Consultations for the 2018-2019 Humanitarian Program
For more than 25 years, the Refugee Council of Australia has been gathering community views on the Refugee and Humanitarian Program. Every year, we conduct a series of consultations across the country to provide feedback to the Department of Home Affairs (formerly the Department of Immigration and Border Protection) on the operation of this Program. In April 2018, the Department published a Discussion Paper inviting submissions on the Program. The Refugee Council of Australia provided its submission on 25 May 2018. Submissions are now closed.
In 2015, when the Australian Government responded generously to the crises in Syria and Iraq by offering another 12,000 places to people fleeing conflict from those places, Australia showed it can do more. In a time of unprecedented need, we believe Australia should do more. This submission recommends that the Australian Government should build on this successful precedent to develop a more integrated, strategic, flexible and generous Humanitarian Program.
First, there are still unprecedented needs, including Syria, South Sudan and the Rohingya in Myanmar. The halving of resettlement places by the United States (US) has left a very large hole in resettlement places globally, especially in Africa. Children at risk make up an increasing proportion of refugee flows. Vulnerability should remain the cornerstone of the Humanitarian Program. Our priorities should be aligned with those identified by the United Nations High Commissioner for Refugees (UNHCR).
In recent years, the number of refugees resettled by referral through UNHCR has declined significantly. We recommend that two-thirds of the Program should be reserved for Refugee visas, which should be filled by those referred by UNHCR. We also recommend that a separate Children at Risk program should be developed to resettle those under UNHCR’s Children at Risk category. Second, we can increase the capacity of the Humanitarian Program in several ways.
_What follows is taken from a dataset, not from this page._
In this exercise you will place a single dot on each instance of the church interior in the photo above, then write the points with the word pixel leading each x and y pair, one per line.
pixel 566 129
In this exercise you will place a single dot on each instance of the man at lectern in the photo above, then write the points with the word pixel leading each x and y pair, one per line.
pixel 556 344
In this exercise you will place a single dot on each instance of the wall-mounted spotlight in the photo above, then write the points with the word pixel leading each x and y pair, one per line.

We have consistently recommended that the Program be expanded progressively to 30,000 places. As well, we repeat our recommendation that there should be an emergency quota mechanism, which enables the Government to respond flexibly to emergencies such as the Syria/Iraq conflict.
Further, the demand for family reunion can be met by shifting applications to the Migration Program. We can also take grants of protection to refugees onshore outside of the Humanitarian Program.
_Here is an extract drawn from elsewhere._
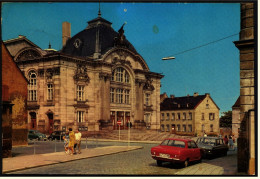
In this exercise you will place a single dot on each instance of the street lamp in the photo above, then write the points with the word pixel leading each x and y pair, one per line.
pixel 168 58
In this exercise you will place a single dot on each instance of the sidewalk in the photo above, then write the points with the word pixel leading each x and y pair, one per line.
pixel 219 166
pixel 31 161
Finally, we endorse the Joint Community Sponsorship Initiative’s recommendation for a better Community Sponsorship program that builds on the support of the Australian public. Third, we can and should think of the Humanitarian Program as part of a broader integrated strategy for protection. This should include opening up our Migration Program to people who meet our migration needs and who also need protection, such as through migration or educational visas.
We endorse the view that resettlement should be used as a strategic lever to encourage more protection for those who will not be resettled, as we have long recommended. This should include leadership in the region on the Rohingya crisis, given our long record of resettling people from key countries in the region such as Malaysia and Thailand and our significant aid efforts in Myanmar. It should also include leadership in helping promote safe and dignified conditions of return for those non-Rohingya who want to return to Myanmar.
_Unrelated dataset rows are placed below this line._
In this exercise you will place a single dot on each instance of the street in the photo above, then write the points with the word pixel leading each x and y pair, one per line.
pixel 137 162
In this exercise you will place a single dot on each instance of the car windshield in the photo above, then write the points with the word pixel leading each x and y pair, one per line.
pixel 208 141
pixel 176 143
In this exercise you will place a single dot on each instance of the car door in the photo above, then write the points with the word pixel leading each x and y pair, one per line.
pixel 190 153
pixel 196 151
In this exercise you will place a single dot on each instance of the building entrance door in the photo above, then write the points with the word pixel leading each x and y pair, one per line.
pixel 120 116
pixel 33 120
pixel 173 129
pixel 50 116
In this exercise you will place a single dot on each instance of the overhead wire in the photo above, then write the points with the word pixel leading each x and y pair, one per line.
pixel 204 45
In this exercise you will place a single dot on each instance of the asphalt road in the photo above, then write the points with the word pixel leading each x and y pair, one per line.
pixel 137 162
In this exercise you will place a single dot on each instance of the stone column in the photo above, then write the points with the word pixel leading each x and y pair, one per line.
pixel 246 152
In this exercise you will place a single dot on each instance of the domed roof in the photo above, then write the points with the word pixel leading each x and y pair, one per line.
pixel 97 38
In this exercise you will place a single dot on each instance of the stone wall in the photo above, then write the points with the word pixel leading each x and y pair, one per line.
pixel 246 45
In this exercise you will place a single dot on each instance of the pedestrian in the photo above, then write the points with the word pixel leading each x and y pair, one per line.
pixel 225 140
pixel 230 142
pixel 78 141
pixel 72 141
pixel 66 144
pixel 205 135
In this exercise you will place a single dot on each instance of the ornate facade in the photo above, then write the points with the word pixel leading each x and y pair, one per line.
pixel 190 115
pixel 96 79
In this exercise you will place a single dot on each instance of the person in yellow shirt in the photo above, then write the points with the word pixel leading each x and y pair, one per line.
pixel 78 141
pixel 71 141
More generally, our long history of resettlement in the region and international aid efforts should be used to improve conditions for refugees in the Asia-Pacific region, so they can live and work lawfully, and can access basic services including education. As we have said repeatedly, the best way to leverage our Humanitarian Program for broader protection would be through a whole-of-government strategy for protection, developed in close consultation with relevant stakeholders and civil society.
This would bring together diplomacy, aid, capacity-building and resettlement, so we can more cohesively and effectively address the drivers of displacement. Such a strategy could form part of a broader whole-of-society National Program of Action, based on our commitments in the New York Declaration on Migrants and Refugees.
Finally, Australia’s commitments to refugee protection under our Humanitarian Program must be supported by treating refugees who come to Australia, whether by boat or plane, consistently with our international obligations. We cannot lead while we continue to punish people seeking asylum, and while we continue to create real risks of returning them to persecution or other serious harm.